Esta primera función ya quedó coartada en la
transición (años setenta), según muchos, por el hecho de admitir dos tipos de
organización a nivel de representatividad laboral de los trabajadores: la
puramente sindical (ya definida más arriba) y la de los Comités de Empresa;
siendo cierto además, que la regulación es también doble e intrínseca: la L.O .L.S. (Ley Orgánica de
Libertad Sindical) y el T.R.E.T. (Texto Refundido del Estatuto de los
Trabajadores).
Ocurre pues que se desdibuja el primer cometido o
función de representación sindical, cuando un comité de empresa (esté compuesto
de las siglas que sea) tiene la capacidad de negociar, de forma colectiva, para toda
la plantilla de trabajadores (afiliados o no al sindicato) y se le considera su
Representación Legal.
Siendo esto así no tiene demasiado sentido, para
muchas personas, el afiliarse a un sindicato y pagar una cuota mensual, si a nivel laboral va a conseguir exactamente
lo mismo que su compañero/a de trabajo afiliado. Esta segunda observación da
lugar a la necesaria subvención económica (por la vía de presupuestos generales
del estado u otros) para garantizar la subsistencia y viabilidad de las
organizaciones sindicales y (por cierto) de las Empresariales en mucha mayor
cuantía; pero eso es otra historia.
Cierto es que con el tiempo, y en base a estas u otras subvenciones y programas específicos,
los sindicatos (sobre todo los de clase) se han podido dedicar no solamente al
ámbito de la defensa de los trabajadores y de sus condiciones laborales sino
también a la formación continuada, transversal, específica; a la asesoría y defensa jurídica especializada y
profesional, a la información sectorial y específica y a la atención de la
población (en general) participando en los diferentes organismos de la
administración ya sea local, autonómica o estatal de forma que al final el
sindicato se impregna de la sociedad y es parte de la misma en la defensa y
garantía de lo que se llegó a denominar “estado del bienestar” en toda su
amplitud.
Así pues, ya tenemos el caldo de cultivo necesario y óptimo para demonizar, increpar, acusar, y
denostar al sindicato, a los sindicalistas y a todo lo que se refiera a su
actividad.
El actual neoliberalismo brutal y global, este
neofeudalismo del siglo XXI, no puede seguir expandiéndose ni creciendo más a
no ser que los sindicatos, las organizaciones de trabajadores, desparezcan o
queden desmontadas y desactivadas. Para
que este nuevo “orden económico global” siga incrementando las diferencias y
lucrándose a base de austeridad, hambre y miseria, necesita que toda la
sociedad crea, a pies juntillas, que el movimiento u organización sindical es
innecesario, caduco y dañino; evidentemente también corrupto y subversivo.

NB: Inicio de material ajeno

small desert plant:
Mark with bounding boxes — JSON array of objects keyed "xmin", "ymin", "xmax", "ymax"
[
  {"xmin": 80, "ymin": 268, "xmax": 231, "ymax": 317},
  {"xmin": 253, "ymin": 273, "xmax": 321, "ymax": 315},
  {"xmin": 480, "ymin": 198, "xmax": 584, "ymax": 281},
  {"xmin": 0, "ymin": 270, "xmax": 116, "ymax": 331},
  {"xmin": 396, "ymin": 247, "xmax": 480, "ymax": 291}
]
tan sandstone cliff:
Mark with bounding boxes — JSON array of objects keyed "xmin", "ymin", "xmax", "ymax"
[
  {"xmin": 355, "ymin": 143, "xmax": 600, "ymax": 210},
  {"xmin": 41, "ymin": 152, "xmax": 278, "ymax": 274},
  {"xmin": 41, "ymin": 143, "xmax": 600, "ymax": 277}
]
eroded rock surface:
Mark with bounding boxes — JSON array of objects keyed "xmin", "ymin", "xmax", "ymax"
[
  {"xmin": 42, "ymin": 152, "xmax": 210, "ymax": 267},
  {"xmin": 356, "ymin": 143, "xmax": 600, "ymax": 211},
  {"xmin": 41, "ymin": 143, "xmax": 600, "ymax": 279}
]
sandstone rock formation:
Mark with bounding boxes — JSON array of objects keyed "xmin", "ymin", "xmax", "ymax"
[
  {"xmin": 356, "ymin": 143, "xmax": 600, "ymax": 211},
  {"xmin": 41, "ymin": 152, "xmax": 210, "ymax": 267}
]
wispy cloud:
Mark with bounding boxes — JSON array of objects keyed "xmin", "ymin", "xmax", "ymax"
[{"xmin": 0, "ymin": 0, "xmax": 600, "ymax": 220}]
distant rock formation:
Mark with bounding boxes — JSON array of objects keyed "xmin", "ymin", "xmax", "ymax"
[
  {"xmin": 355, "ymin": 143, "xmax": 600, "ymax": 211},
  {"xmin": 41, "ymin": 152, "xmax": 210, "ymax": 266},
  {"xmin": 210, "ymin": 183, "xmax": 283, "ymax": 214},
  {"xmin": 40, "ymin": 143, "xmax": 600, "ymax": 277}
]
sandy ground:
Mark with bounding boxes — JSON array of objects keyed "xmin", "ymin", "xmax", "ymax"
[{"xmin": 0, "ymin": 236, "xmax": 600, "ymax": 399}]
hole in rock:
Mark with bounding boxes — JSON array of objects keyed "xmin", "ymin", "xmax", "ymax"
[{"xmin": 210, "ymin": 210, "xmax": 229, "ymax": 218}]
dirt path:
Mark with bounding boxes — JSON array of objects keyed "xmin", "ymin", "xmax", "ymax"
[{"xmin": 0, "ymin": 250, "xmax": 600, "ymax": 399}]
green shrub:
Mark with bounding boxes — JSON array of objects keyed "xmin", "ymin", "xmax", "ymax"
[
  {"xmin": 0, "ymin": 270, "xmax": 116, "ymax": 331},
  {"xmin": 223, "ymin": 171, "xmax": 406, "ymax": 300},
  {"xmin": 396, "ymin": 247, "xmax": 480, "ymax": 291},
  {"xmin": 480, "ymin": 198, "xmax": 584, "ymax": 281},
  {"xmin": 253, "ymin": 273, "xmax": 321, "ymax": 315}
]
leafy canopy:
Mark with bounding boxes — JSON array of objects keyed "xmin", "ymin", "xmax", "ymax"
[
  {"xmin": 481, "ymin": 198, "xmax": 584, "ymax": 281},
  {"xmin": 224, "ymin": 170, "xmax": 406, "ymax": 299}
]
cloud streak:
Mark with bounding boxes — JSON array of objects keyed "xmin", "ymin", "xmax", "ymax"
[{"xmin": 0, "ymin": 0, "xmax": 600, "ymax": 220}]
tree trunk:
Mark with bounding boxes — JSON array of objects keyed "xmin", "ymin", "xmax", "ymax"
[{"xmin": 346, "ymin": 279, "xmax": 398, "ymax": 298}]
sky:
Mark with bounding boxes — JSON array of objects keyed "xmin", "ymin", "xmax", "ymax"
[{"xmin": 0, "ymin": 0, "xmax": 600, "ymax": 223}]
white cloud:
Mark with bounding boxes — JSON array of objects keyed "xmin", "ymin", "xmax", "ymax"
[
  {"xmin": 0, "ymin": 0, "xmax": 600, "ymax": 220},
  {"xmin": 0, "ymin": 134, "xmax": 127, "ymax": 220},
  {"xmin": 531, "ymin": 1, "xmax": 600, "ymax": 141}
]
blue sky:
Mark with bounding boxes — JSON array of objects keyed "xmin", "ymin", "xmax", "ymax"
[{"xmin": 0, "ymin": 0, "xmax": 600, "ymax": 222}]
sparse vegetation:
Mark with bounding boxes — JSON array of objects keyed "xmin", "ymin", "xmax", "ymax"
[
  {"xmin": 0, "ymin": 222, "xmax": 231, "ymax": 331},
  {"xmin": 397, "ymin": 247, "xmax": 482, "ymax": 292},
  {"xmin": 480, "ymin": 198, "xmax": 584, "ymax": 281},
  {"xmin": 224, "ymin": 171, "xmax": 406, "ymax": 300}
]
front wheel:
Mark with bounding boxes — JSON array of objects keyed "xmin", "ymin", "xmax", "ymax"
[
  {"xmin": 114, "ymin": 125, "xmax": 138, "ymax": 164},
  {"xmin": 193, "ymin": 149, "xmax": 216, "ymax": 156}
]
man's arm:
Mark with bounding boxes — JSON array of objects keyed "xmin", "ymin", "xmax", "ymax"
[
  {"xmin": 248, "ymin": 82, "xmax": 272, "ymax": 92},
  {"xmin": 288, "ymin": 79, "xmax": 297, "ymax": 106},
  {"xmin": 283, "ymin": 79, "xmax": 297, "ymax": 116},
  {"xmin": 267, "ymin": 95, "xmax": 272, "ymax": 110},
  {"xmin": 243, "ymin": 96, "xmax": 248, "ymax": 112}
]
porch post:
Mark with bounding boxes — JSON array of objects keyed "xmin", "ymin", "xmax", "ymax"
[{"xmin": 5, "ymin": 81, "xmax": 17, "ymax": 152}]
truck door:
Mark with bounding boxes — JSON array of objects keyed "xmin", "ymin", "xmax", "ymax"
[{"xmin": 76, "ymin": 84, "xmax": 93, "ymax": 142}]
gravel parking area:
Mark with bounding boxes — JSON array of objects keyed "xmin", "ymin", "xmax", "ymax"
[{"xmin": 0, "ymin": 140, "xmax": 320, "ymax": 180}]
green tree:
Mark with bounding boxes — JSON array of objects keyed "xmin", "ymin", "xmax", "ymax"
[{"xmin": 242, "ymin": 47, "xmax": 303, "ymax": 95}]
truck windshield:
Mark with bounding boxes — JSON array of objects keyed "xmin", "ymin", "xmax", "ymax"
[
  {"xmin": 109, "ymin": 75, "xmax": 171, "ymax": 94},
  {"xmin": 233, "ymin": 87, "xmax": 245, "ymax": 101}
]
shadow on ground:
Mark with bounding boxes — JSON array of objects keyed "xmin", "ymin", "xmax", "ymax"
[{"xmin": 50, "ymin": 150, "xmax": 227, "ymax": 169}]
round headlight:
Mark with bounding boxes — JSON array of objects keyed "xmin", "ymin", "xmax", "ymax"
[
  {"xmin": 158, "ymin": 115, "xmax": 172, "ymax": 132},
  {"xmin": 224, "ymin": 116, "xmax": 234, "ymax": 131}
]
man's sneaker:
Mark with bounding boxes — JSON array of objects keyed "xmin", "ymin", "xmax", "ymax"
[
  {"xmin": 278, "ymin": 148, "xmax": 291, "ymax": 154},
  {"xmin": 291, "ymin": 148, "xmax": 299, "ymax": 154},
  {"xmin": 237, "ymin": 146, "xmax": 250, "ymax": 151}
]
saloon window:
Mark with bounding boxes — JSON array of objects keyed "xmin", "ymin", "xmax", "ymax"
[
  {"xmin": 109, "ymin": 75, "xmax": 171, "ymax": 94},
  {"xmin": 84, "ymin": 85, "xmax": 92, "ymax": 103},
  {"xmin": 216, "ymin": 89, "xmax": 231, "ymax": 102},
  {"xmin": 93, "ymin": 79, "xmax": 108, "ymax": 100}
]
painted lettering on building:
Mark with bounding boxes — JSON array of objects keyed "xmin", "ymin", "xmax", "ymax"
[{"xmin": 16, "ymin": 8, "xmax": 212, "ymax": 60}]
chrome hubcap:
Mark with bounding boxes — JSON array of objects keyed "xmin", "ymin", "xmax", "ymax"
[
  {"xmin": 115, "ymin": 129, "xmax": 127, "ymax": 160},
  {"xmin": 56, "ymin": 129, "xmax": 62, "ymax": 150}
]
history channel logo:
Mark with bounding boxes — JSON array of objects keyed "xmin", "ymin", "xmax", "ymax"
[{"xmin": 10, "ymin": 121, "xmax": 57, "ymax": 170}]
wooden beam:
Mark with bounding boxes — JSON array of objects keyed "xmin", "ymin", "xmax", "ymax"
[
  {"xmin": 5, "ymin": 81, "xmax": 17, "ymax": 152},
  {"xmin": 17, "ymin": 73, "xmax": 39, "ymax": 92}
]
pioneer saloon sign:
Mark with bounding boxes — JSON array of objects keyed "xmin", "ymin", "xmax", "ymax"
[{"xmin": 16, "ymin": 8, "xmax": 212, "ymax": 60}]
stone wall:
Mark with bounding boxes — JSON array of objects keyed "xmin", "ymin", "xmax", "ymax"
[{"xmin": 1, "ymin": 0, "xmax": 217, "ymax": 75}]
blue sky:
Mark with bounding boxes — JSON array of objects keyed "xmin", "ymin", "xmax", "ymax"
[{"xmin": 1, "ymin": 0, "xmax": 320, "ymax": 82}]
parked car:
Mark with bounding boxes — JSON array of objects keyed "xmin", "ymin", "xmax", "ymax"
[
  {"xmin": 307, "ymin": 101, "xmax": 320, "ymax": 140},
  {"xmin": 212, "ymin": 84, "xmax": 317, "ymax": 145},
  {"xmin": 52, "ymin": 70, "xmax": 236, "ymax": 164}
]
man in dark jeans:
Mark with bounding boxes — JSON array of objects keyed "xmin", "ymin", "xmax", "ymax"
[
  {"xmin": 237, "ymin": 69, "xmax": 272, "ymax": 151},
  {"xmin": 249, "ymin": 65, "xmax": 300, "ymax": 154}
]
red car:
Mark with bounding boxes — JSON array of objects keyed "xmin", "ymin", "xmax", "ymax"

Lo más curioso de todo es que para poder realizar
todo este montaje, toda esta farsa, necesitan generar miedo (que nunca es
inocente) a toda la población; generar ansiedad y sufrimiento de forma
continuada (ayudándose de la “mass media”)
para poder acusar, estigmatizar y culpabilizar a los sindicatos de todos los
males; luego, mediante RD (Reales Decretos) Y Reformas Laborales van minando y
laminando todos los derechos sociales y, en última instancia, crean una “ley
mordaza” por si se les ha escapado algo que no han tenido en cuenta, para poder
castigar y penalizar jurídicamente (si fuera el caso) a cualquier elemento que
quisiera salirse del rebaño o de lo legalmente establecido.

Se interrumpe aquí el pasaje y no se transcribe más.